The Danish company Vestas is the world’s top wind power company. With over 24,000 employees in 76 countries, Vestas specializes in the design, manufacture, sales, installation and maintenance of wind turbines. Leading into 2016, the company had already installed 59,909 wind turbines worldwide (enough to supply the energy needs of 120 million homes in Europe), thus contributing to reducing CO2 emissions, protecting the environment and slowing down the effects of climate change.
To remain in this position of leadership, Vestas has adapted to the sweeping changes that the industry has undergone in recent years. Particularly starting in 2009, as wind power buyers went from a model based on direct negotiation between two parties (often with subsidized prices) to a tender-based system. This radical transformation in wind power service sales, contracts and maintenance has entailed an enormous challenge for the company’s human resources team.
Challenges: negotiation staff training to adapt to a changing market
Facing such a profound transformation in the business, Vestas opted to prepare and upskill its staff to meet these new challenges. The company’s training and development team was facing two daunting challenges:
New negotiation skills. The extension of the new tendering system in the wind power sector called for Vestas to adopt a different way of working. While the previous model entailed contracts signed between two parties (energy buyer and energy producer), companies now need to team up with partners to secure tender awards. This has required the employees of Vestas to reinforce some of their negotiation skills (securing more favorable prices from suppliers, fully understanding the interests of contractors, creating value with other partners, establishing long-term relationships…).
Maximum flexibility in all languages and countries. Given the enormous geographic dispersion of Vestas personnel (many employees are working in remote areas where wind turbines are installed), the company needed an online course that could be taken from any device, anywhere and anytime. Flexibility had to be paramount so that all employees could learn at their own pace.
Solution: Merchants game-based negotiation learning
To meet these challenges, the training and development team at Vestas committed to Merchants, a serious game for learning negotiation skills. This Gamelearn-developed course transports players back to fifteenth-century Venice, where they will face 6 “real” negotiations and be challenged to become the best merchant in the city. The Merchants video game provides at least three advantages:
1. The negotiation skills that Vestas needs. This serious game based on the Harvard approach to negotiation is a perfect fit for the model change that the wind power industry has been undergoing. Merchants particularly highlights identifying the interests of the other party, seeking alternative solutions to problems that could arise during a negotiation, developing long-term relationships, creating value together with your partners and making a bigger pie to reach agreements that ensure a win-win for everyone involved.

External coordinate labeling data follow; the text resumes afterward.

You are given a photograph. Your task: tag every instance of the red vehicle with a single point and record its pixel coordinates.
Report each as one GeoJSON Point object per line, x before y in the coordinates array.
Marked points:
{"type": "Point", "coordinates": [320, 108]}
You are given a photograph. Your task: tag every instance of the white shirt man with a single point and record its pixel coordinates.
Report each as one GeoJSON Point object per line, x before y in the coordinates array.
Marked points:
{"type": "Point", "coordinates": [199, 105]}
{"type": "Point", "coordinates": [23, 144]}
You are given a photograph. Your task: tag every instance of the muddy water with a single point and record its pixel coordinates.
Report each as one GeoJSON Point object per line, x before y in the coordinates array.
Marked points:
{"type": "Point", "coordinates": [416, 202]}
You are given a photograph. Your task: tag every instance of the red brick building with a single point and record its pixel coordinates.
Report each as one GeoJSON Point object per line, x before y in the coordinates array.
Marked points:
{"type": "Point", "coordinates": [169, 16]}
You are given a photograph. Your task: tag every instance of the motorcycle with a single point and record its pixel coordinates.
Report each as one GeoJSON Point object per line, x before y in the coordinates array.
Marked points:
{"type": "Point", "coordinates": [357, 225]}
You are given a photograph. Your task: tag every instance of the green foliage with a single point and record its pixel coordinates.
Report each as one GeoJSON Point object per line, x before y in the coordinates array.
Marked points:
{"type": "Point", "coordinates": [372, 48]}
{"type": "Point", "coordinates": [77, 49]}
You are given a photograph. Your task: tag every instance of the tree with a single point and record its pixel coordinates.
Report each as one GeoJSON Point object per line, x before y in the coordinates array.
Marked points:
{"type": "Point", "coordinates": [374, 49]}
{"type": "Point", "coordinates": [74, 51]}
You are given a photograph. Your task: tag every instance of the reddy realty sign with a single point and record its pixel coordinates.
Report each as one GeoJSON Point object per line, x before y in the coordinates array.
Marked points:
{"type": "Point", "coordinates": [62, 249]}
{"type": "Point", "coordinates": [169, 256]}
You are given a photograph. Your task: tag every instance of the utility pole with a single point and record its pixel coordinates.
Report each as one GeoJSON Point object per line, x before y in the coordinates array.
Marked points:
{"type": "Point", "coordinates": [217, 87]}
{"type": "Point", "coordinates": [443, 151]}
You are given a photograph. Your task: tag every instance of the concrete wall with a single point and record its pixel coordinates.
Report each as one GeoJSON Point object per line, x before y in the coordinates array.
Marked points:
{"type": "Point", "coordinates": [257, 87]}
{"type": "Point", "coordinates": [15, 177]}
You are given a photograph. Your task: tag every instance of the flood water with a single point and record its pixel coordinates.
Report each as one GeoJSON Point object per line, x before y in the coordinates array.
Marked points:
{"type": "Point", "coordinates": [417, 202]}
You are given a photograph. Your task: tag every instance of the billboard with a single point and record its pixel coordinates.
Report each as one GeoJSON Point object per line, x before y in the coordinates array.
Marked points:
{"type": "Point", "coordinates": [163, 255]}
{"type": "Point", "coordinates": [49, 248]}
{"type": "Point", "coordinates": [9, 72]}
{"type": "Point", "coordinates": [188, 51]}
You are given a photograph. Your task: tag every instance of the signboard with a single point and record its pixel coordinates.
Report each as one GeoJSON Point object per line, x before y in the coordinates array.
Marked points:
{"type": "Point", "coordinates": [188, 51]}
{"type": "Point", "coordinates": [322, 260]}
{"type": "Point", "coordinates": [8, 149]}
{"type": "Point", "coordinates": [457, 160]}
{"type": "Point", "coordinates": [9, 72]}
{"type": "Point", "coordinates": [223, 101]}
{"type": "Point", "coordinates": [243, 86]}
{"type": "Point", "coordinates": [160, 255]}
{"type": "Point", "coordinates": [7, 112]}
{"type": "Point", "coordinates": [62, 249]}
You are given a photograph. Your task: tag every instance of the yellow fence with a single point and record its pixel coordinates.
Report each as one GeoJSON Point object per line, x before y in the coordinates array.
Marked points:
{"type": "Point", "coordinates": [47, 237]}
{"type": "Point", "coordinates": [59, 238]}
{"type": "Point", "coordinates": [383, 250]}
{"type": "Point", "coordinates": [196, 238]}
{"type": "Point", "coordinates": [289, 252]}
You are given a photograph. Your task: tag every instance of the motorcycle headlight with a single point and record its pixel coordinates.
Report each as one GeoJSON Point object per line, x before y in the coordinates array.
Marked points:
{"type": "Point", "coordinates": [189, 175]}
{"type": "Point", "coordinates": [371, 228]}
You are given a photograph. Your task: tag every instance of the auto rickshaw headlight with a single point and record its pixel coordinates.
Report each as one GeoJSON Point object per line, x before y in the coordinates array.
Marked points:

2. Learning by doing. The video game not only presents the best negotiating techniques but also lets employees practice them from the very outset. The game’s sophisticated simulator lets students present proposals and reach agreements with tough negotiators who are by no means pushovers. These are more or less the same conditions that Vestas employees face in their day- to-day tasks.
3. An online, flexible, multi-device and multi-language course. Merchants also met the challenge to offer the greatest flexibility to employees. For Vestas, this aspect was and still is essential. Students need only a username and password to play the game from anywhere and anytime. Moreover, for a rich multicultural team such as Vestas, this video game has the advantage of being available in several languages (English, French, German, Spanish and Portuguese). This availability of languages proved to be critical in expanding the training proposal, since it enabled the company to offer an educational product in the worker’s native language, which thus increased the acceptance level, follow-through, receptivity and utility of the program.
Results: higher revenue and more awarded tenders
Despite the challenges that Vestas has been facing in recent years, particularly concerning the shift in the model toward tendering, the company has managed to remain the universal bellwether in renewable energies. The company had its best results ever in 2016, securing an income of €10,237 million (a year-on-year increase of 21.5%).
The Merchants video game contributed to improving employees’ negotiation skills in general and fostered the capabilities of the staff to adapt to the new rules of the game.
The staff’s new negotiation skills helped increase sales by 21.5% in 2016
In countries such as Argentina, Brazil, Chile, Mexico, Peru, Russia and South Africa, where tendering models are already in use, the company was able to increase its results with projects of over 3 gigawatts of energy.
There is little doubt regarding Vestas understanding of how to remain a step ahead of the competition and adapt to the changes in the wind power sector; and Merchants has been a part of that secret.